Namacalathus hermanastes, a long-extinct, sessile marine creature, was unearthed in Namibia, found as a well-preserved fossil. It was sporting a rigid, intricate skeleton made of calcium carbonate, a common hard material that the shells of many marine animals are constructed from. It was found in a geological deposit that dates back to the Ediacaran Period, which spans 635-542 million years ago.
Around 575 million years ago, in an event known as the Avalon Explosion, a wide range of enigmatic life forms (biota) appeared for scientists to later discover as fossils. Paleontologists still aren’t sure what kind of life they are, but they were likely plant forms, algae, microbial mats, fungi or very primitive life forms called protists. Either way, they were largely passive marine life forms, notable for being the world’s first multicellular life forms.
Mysteriously, by 542 million years ago, the Ediacaran biota disappeared from the fossil record. It is perhaps no coincidence that this evaporation of life occurred simultaneously with the Cambrian Explosion, another sudden appearance of life, and one which we can trace most life around today back to. The new drove the old into extinction.
Image credit: Reconstruction of the living Namacalathus. Various features have been labelled by the researchers, but the skeletal features are – 8, inner skeletal layer; 9, internal (middle) skeletal later; 10, external outer skeletal layer. (credit: J. Sibbick).
Skeletal fossils have been found before dating back to this period of time, but none had been shown to have a complex skeleton like N. hermanastes. Dating back to around 550-541 million years ago, its skeleton was truly advanced for the time. It shielded the tiny organism's soft tissue from predatory attack using an external, folded skeletal structure – the ultrastructure – the formation of which requires a complicated array of organic grids that can produce material that can be mineralized into a shell. The ultrastructure appears to be similar to that of the molluscs and brachiopods, shelled creatures that were thought to have evolved later in the evolutionary record.

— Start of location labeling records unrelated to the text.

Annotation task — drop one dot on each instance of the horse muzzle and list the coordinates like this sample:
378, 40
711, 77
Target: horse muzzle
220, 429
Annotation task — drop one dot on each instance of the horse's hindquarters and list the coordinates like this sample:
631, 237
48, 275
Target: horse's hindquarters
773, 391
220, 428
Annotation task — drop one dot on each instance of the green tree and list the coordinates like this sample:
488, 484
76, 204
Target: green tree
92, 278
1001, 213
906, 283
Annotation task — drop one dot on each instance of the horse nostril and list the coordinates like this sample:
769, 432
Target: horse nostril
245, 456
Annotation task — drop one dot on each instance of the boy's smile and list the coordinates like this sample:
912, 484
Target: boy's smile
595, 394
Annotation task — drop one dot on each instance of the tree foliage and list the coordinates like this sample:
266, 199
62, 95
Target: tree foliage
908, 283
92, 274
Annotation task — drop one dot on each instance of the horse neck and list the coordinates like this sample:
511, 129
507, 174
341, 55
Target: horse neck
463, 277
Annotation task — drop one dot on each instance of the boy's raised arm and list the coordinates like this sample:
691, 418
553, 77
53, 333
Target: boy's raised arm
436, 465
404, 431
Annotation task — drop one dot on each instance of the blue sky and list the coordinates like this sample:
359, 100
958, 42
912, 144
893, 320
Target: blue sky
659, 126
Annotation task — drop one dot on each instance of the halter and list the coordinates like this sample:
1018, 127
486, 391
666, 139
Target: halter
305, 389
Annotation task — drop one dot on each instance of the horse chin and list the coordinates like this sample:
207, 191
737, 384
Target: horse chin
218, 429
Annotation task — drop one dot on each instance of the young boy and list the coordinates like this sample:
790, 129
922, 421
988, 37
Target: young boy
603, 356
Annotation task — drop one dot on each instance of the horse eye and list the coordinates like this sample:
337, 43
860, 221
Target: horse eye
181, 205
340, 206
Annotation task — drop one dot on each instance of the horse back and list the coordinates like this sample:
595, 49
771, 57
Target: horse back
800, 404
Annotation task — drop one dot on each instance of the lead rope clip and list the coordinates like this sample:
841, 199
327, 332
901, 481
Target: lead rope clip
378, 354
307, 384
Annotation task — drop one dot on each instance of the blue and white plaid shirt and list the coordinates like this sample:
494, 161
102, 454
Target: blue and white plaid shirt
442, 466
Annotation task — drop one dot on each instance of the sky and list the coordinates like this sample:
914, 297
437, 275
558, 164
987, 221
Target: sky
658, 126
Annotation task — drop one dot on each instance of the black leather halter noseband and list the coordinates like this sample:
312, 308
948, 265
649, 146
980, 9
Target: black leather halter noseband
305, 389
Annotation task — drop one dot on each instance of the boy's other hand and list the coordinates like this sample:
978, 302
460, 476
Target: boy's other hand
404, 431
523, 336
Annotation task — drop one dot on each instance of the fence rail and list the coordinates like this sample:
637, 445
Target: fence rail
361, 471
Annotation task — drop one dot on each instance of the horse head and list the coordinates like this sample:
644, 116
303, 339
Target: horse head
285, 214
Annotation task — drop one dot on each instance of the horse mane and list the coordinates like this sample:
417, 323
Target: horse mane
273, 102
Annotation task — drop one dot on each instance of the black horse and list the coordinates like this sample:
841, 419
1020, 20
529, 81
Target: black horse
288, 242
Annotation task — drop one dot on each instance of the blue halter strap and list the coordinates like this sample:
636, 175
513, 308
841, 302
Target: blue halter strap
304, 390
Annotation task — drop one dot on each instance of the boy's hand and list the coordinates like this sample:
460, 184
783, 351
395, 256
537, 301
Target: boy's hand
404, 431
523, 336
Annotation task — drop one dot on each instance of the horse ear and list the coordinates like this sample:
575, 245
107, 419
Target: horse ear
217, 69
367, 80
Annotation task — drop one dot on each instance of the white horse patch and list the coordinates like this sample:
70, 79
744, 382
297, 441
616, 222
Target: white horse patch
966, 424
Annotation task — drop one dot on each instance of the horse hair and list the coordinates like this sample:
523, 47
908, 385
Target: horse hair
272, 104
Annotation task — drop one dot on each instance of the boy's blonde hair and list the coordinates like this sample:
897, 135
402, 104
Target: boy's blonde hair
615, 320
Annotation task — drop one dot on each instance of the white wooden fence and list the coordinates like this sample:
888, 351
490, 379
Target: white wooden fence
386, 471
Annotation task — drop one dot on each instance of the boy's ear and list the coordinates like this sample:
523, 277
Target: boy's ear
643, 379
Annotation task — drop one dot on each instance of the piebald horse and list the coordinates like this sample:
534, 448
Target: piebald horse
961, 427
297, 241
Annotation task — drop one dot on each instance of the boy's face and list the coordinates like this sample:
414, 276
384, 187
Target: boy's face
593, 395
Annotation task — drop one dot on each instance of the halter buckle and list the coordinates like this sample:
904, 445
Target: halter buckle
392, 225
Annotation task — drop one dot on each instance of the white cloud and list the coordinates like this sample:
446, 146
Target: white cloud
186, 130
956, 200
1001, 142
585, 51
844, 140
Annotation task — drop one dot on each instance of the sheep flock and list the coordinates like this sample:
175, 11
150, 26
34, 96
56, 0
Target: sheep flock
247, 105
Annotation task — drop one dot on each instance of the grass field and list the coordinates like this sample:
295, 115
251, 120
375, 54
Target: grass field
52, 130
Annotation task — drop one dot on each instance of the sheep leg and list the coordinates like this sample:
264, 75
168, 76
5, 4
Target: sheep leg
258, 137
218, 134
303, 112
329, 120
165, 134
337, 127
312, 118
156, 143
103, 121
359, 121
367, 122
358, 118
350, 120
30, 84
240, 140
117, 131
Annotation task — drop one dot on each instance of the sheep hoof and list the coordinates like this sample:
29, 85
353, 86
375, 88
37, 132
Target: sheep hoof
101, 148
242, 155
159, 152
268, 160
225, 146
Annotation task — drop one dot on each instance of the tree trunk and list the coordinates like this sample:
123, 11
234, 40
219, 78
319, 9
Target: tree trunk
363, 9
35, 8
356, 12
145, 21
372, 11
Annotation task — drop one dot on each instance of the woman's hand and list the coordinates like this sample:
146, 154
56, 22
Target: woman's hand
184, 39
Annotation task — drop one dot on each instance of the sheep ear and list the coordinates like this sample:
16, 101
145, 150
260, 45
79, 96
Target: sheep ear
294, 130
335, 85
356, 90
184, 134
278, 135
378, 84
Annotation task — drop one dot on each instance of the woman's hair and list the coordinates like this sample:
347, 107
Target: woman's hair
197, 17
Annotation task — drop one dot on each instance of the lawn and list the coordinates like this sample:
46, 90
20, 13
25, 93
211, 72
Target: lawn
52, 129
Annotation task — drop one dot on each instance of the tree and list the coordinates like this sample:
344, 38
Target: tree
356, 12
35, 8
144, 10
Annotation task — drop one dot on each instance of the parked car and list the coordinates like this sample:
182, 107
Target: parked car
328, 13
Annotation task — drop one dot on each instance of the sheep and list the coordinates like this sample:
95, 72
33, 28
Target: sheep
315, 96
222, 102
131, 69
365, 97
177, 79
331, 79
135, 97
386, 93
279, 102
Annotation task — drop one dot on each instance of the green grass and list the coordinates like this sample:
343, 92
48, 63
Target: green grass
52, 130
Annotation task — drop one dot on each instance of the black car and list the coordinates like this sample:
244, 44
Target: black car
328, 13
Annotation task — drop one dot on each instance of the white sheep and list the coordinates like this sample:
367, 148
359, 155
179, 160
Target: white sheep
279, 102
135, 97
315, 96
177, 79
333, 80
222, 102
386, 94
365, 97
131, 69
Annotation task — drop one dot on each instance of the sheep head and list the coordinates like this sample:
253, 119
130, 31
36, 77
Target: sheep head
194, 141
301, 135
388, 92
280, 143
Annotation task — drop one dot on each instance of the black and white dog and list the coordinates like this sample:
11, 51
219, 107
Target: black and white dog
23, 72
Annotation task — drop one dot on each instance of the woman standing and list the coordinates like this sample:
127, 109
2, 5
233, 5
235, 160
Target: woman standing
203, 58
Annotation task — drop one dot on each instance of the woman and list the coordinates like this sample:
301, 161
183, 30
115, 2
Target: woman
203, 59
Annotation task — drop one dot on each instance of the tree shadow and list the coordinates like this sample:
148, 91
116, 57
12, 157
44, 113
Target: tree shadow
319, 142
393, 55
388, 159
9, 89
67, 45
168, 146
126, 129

Professor Rachel Wood, of the University of Edinburgh's School of GeoSciences, who led the study, said in a statement: “We have suspected that these complex animals were present in the Ediacaran, but this study provides the first proof.”
Once again, the treasure chest of fossils at the beginning of our planet’s time has revealed a new secret: life was indeed far more complex millions of years earlier than we previously thought.